Why, though, do you say these things? You are making assertions as if they are second nature to you (which they may be as you are likely technically proficient in this subject matter).
For next-level layman education, would you please provide some links, resources, documents (or whatever it was) that led you to conclude these things? What is the evidence?
Well this is something that will be covered in actual detail when we write a KB article or post about this topic, I’m just saying what is the case for people who encounter this post in the meantime and have immediate concerns.

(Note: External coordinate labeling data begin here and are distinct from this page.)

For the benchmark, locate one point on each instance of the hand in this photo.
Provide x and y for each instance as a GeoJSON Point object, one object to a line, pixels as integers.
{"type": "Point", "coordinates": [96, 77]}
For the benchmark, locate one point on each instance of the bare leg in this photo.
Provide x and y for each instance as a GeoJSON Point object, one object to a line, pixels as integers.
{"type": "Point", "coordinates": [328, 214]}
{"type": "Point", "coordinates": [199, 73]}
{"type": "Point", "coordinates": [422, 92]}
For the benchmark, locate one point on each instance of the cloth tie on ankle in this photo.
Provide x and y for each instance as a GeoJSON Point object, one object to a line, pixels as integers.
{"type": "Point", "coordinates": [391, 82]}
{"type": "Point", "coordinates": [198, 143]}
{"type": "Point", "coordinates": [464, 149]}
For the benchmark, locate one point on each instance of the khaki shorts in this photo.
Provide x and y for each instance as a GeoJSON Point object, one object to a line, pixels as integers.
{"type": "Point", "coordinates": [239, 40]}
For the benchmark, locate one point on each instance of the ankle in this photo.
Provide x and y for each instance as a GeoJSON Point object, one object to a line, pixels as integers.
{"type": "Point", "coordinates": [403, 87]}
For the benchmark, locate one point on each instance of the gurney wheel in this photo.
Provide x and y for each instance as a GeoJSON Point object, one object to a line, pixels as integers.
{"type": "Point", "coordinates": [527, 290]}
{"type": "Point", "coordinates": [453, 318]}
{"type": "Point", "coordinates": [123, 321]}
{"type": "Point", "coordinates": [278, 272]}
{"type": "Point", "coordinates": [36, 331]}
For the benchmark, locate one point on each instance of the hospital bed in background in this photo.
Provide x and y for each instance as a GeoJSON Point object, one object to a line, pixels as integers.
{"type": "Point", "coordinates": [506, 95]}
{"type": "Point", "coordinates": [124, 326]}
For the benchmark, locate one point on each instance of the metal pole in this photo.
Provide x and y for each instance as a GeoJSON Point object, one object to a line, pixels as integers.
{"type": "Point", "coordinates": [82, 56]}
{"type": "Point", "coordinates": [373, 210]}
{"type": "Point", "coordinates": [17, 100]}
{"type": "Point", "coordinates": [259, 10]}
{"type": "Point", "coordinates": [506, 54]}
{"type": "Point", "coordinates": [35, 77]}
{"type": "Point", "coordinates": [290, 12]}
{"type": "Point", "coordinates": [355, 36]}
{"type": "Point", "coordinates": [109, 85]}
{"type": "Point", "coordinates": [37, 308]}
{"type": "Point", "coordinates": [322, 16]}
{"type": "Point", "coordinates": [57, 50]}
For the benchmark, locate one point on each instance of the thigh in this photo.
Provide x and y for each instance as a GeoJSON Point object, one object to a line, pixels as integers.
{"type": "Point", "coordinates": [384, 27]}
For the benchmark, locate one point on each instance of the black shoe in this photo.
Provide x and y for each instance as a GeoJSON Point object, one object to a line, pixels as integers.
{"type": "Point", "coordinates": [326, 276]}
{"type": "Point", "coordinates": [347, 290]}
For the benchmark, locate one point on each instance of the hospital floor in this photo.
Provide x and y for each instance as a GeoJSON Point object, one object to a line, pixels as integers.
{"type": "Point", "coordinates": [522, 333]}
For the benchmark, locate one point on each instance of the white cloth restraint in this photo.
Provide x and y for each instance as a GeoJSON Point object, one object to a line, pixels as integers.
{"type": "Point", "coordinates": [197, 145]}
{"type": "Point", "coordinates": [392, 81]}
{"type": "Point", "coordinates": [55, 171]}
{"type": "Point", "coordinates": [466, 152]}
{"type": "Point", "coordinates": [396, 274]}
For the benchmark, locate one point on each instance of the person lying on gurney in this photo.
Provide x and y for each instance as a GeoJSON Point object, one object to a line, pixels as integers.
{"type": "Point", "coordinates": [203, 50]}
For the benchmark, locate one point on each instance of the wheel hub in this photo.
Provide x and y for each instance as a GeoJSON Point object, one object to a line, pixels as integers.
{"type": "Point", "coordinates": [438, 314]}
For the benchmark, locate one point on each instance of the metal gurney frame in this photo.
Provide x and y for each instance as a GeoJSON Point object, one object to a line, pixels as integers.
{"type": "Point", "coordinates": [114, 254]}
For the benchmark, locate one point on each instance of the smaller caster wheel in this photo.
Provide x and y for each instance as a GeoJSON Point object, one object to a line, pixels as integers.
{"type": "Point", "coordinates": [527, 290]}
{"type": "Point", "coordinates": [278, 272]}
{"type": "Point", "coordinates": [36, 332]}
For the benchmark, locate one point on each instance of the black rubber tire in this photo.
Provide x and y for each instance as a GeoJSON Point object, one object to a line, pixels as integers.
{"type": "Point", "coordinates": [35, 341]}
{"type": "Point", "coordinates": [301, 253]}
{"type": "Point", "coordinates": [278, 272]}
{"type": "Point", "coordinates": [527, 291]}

The topic seems to be controversial precisely because the kind of people who frequent this forum, and “privacy people” generally, fall into the false dichotomy of thinking that if something is a vulnerability we must defend ourselves against it at all costs. If a technical vulnerability is demonstrated in a product that many people use, no matter how rare or theoretical it is, people need to rid themselves of it even if it ends up causing them more harm in the long run. Imagine the headline “All your devices are insecure, but don’t worry you’re probably fine”.
Just imagine how anxious people would get if they knew how many vulnerabilities there really are in all of the apps, devices and protocols they use on a daily basis.
Also it reminds me of the spectre mitigations. The consensus seems to be to avoid enabling those mitigations because of the performance impact and the minimal benefit.
I’m in agreement that there should be an accessible article that demonstrates the issue, with references for people who are interested.
And we saw that play out to a degree with Yubikeys and all the fearmongering around that. Like newsflash, by the time the equipment to actually do the attack is commodity/cheap, the vulnerable yubikeys will be long gone and replaced (and that’s ignoring any other mitigations).
Yeah people are dismissive of the whole “muh IME!”, but it’s precisely because of the attitudes you’ve touched on, having to rehash “no, you won’t get pwned/spied on/anal probed because of ME.” a billion times.
You mention disabling IME using me_cleaner would introduce more issues, but what if you disabled it using the HAP bit instead?
@dngraycommented in another thread that no one fully understands what the HAP bit does but that it might affect things like Boot Guard. I still have a couple thoughts/questions.
Why would the U.S. government require the ability to disable IME for their High Assurance Program if it worsened rather than improved security? Not saying that disproves anything but something doesn’t add up right.
If disabling IME with the HAP bit ruins things like Boot Guard, would that negatively affect Qubes OS machines that can’t use secure boot anyways? If not, couldn’t disabling IME in those specific cases be beneficial?
If you read through that entire thread you linked instead of just @dngray’s last comment, I think you will find that I have already given my thoughts on these questions. I’m not sure what else I can add to the conversation, but if you find anything missing from my explanation I’m happy to clarify.